Jest zielone światło dla przebiegu linii kolejowej - Szprychy 6, łączącej CPK z Podkarpaciem - uwzględniającego na trasie Tarnobrzeg? Kolejne spotkanie z decydentami w tym temacie dowodzi, że argumenty Czwórmiasta, tzw. projekt 4M, przekonują coraz więcej osób.

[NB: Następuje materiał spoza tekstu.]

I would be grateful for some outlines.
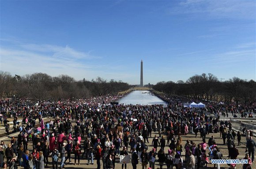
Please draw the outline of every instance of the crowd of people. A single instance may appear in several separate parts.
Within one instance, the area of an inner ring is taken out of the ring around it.
[[[85,159],[88,165],[96,160],[97,169],[114,169],[117,158],[129,155],[134,169],[139,161],[143,169],[154,169],[156,163],[160,169],[165,165],[168,169],[183,169],[185,165],[186,169],[200,169],[207,166],[211,163],[209,159],[222,159],[218,147],[221,143],[217,143],[213,135],[219,133],[223,144],[227,145],[228,157],[232,159],[239,155],[236,147],[241,145],[241,137],[246,137],[248,153],[245,159],[248,162],[243,169],[252,168],[256,147],[253,133],[246,129],[245,136],[235,133],[230,122],[220,120],[219,116],[215,118],[207,115],[205,110],[214,115],[245,111],[253,113],[255,109],[217,104],[206,109],[191,109],[180,104],[183,100],[173,98],[169,100],[167,105],[109,104],[124,96],[41,101],[30,107],[23,100],[1,101],[2,114],[13,118],[13,129],[19,133],[9,144],[1,141],[0,167],[14,169],[20,165],[24,169],[43,169],[49,167],[49,158],[53,169],[64,168],[68,163],[79,165],[80,160]],[[16,127],[19,116],[23,118],[23,125]],[[46,116],[52,119],[45,122]],[[3,119],[8,132],[7,118]],[[199,133],[202,142],[197,145],[192,140],[182,139],[183,135],[194,134],[196,137]],[[207,137],[210,136],[207,142]],[[234,144],[236,137],[237,145]],[[149,141],[150,138],[152,142]],[[32,145],[31,150],[28,143]],[[149,148],[151,146],[152,149]],[[167,151],[165,151],[166,147]],[[127,169],[127,165],[123,164],[122,169]],[[216,167],[219,169],[219,164]],[[236,165],[231,164],[230,167],[234,169]]]

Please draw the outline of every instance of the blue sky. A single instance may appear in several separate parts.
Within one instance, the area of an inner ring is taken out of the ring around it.
[[[255,0],[0,0],[0,69],[131,84],[256,80]]]

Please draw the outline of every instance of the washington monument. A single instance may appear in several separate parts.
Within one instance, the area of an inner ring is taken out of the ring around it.
[[[140,87],[143,87],[143,61],[140,62]]]

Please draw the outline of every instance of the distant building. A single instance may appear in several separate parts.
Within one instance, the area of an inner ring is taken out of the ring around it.
[[[140,87],[143,87],[143,61],[140,62]]]

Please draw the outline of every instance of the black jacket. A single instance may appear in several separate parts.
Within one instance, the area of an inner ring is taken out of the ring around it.
[[[132,155],[132,163],[134,163],[135,164],[138,164],[138,163],[139,163],[139,161],[138,161],[138,157],[139,156],[137,154],[137,152],[133,152]]]
[[[109,157],[107,157],[105,162],[105,167],[106,169],[111,169],[112,165],[112,161],[110,160]]]

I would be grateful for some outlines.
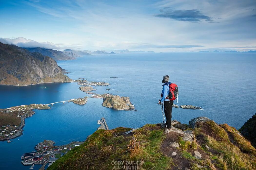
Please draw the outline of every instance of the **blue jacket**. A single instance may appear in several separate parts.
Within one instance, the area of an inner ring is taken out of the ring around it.
[[[162,90],[162,94],[163,94],[163,97],[161,99],[161,102],[163,102],[164,101],[169,101],[168,99],[166,99],[166,97],[169,95],[170,93],[170,90],[169,89],[169,85],[171,84],[170,82],[166,83],[163,85],[163,90]]]

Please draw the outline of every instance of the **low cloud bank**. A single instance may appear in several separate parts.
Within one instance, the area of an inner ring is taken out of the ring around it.
[[[52,43],[48,42],[39,43],[29,39],[27,40],[21,37],[13,39],[0,37],[0,42],[6,44],[12,44],[18,47],[24,48],[40,47],[50,49],[60,49],[59,47]]]

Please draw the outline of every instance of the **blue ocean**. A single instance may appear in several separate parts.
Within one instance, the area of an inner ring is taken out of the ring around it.
[[[173,108],[173,120],[187,124],[192,119],[205,116],[238,129],[255,112],[255,54],[116,54],[85,56],[58,63],[71,72],[67,75],[72,79],[83,77],[109,83],[109,86],[94,87],[95,93],[129,96],[137,111],[107,108],[101,106],[102,99],[94,98],[88,99],[83,106],[60,103],[50,110],[35,110],[35,114],[25,119],[23,135],[9,143],[0,142],[0,169],[29,169],[30,166],[20,163],[20,157],[34,150],[37,143],[44,139],[53,140],[57,145],[84,141],[99,126],[97,121],[102,116],[110,129],[137,128],[162,122],[160,106],[156,103],[166,74],[178,86],[178,104],[203,109]],[[1,85],[0,108],[50,103],[88,95],[79,89],[79,86],[76,83]],[[114,89],[106,90],[108,88]]]

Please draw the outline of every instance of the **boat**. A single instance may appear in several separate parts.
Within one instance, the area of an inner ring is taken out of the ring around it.
[[[33,165],[32,165],[31,166],[31,167],[30,167],[30,168],[29,168],[29,169],[34,169],[34,166],[35,166],[35,163],[34,163],[34,164],[33,164]]]

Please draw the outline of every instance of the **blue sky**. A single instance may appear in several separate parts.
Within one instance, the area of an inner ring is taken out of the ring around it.
[[[255,0],[0,0],[0,16],[2,41],[21,46],[256,49]]]

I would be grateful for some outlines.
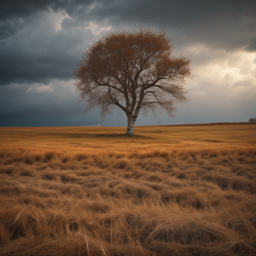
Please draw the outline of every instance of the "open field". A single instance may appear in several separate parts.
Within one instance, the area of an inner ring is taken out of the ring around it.
[[[0,128],[0,255],[256,255],[256,125]]]

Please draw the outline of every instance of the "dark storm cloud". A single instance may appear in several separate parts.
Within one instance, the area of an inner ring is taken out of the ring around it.
[[[103,27],[163,29],[175,55],[192,56],[190,102],[178,105],[175,119],[149,113],[137,125],[254,117],[255,0],[2,0],[0,126],[104,125],[97,109],[85,114],[77,103],[72,79]],[[125,124],[119,109],[105,122]]]
[[[82,29],[90,21],[113,28],[165,29],[178,51],[196,42],[255,50],[255,1],[4,0],[0,4],[0,85],[72,78],[85,43],[95,38]],[[49,10],[69,15],[62,30],[54,31],[43,19]]]

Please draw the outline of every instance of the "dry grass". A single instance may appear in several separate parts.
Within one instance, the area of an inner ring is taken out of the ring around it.
[[[256,255],[255,128],[0,128],[0,255]]]

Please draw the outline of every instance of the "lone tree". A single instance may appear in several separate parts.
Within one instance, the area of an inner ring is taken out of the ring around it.
[[[121,108],[126,135],[133,135],[140,110],[155,114],[160,106],[172,116],[174,100],[187,100],[183,84],[191,69],[190,59],[171,56],[170,42],[164,32],[151,29],[111,32],[94,42],[74,73],[86,109],[100,106],[104,116]]]

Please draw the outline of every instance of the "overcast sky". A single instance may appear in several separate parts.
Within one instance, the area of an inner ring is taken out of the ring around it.
[[[85,113],[73,75],[82,51],[120,28],[166,31],[195,76],[175,118],[141,113],[136,125],[256,117],[255,0],[1,0],[0,126],[126,126],[120,109]]]

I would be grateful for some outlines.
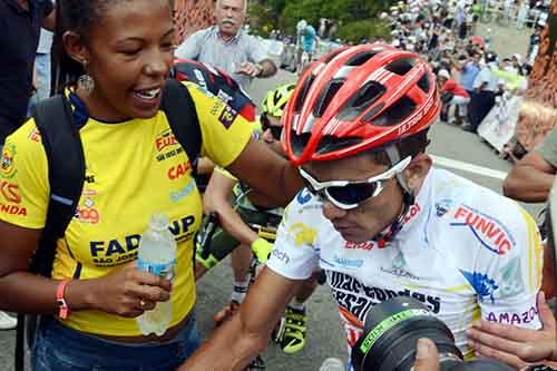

4M to wspólna propozycja samorządów - Tarnobrzega, Sandomierza, Stalowej Woli i Niska - wchodzących w skład Czwórmiasta, dotycząca takiego przebiegu linii kolejowej, tzw. Szprychy 6, mającej powstać w ramach budowy Centralnego Portu Komunikacyjnego, by ta nie pomijała na swej trasie żadnego z tych miast. O możliwościach pogodzenia planów CPK i 4M, argumentach przemawiających za przemodelowaniem trasy rozmawiano z pełnomocnikiem rządu ds. CPK Marcinem Horałą oraz prezesem zarządu spółki CPK Mikołajem Wildem. W spotkaniu on-line udział wzięli również przedstawiciele czterech zainteresowanych tematem samorządów, a także wspierająca ich propozycję wicemarszałek województwa podkarpackiego Ewa Draus, wiceminister infrastruktury Rafał Weber, poseł Zbigniew Chmielowiec.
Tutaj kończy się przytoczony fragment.